Geopolitics are also reshuffling supply chains in an inflationary manner, and this fracture could get worse; Ray Dalio, the founder of Bridgewater thinks the odds of a “global hot war” have now risen to 50 per cent, compared to 35 per cent two years. Thus the risk haunting investors is not “just” a replay of the 1970s, but also the 1930s — and war tends to be inflationary.

This means that the pernicious problem for central bankers is that prices are no longer being shaped “just” by demand cycles, of the sort they have spent decades analysing and trying to control; instead, as we first saw during the Covid-19 pandemic, and are now seeing today, it is supply issues, for which they have far fewer tools.

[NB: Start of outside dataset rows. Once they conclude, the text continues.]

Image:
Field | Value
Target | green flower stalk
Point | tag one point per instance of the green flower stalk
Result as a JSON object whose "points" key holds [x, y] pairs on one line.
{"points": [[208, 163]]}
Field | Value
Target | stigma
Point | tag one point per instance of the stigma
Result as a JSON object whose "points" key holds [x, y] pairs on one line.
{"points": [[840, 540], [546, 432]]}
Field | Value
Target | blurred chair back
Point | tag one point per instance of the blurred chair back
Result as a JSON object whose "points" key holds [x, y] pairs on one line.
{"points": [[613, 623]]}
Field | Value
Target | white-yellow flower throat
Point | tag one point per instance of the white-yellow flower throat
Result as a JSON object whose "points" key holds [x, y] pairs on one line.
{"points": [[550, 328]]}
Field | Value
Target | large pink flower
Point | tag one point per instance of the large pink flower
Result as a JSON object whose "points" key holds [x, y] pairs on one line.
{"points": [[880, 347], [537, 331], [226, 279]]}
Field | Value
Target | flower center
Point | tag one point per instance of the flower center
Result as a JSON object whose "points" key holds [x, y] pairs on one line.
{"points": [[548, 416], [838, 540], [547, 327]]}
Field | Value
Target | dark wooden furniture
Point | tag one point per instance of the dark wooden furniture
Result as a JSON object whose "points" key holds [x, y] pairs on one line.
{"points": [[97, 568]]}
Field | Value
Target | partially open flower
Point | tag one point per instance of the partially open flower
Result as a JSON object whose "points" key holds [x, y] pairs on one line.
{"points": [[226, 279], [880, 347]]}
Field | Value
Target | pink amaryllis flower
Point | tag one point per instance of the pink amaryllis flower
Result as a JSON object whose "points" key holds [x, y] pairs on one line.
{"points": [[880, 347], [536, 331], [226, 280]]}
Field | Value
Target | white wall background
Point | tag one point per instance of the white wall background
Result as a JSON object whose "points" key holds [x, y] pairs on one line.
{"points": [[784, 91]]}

On top of this, some economists suspect that American consumer demand cycles are being smoothed out by swelling government subsidies, further blunting their traditional analysis.

This means that if central banks wanted to be certain of hitting their 2 per cent inflation target any time soon, they would need far bigger rate increases than they (or anyone else) initially expected.

For example, Kevin Hassett, former White House Chief Economic Adviser, says models using the so-called Taylor rule suggest that US rates would need to rise from the current 5.25 per cent to 6 or 7 per cent; some estimate even higher.

Increases of that magnitude would be unpopular with consumers. It would also hurt banks, as we saw earlier this year. Non-financial companies would suffer too, given that almost $2tn corporate debt must be refinanced in the next two years. And while that only represents 16 per cent of the total, it is enough to matter.

So what will central banks do? Raise rates enough to hit that 2 per cent target? Publicly admit that three (or even four) per cent is the new two? Or tacitly downplay the goal until something — anything — changes the supply-side factors and/or full-blown recession hits?

My bet is on the third option. It is also probably the least bad one amid these unpalatable choices. But sensible or not, this strategy also smacks of burgeoning hypocrisy — and, most importantly, a whiff of impotence.

Either way, the key point that investors need to understand is that while economists used to quip that central banks were the “only game in town” because markets danced to their tune, now they are being eclipsed by geopolitics. No wonder Treasury yields keep rising.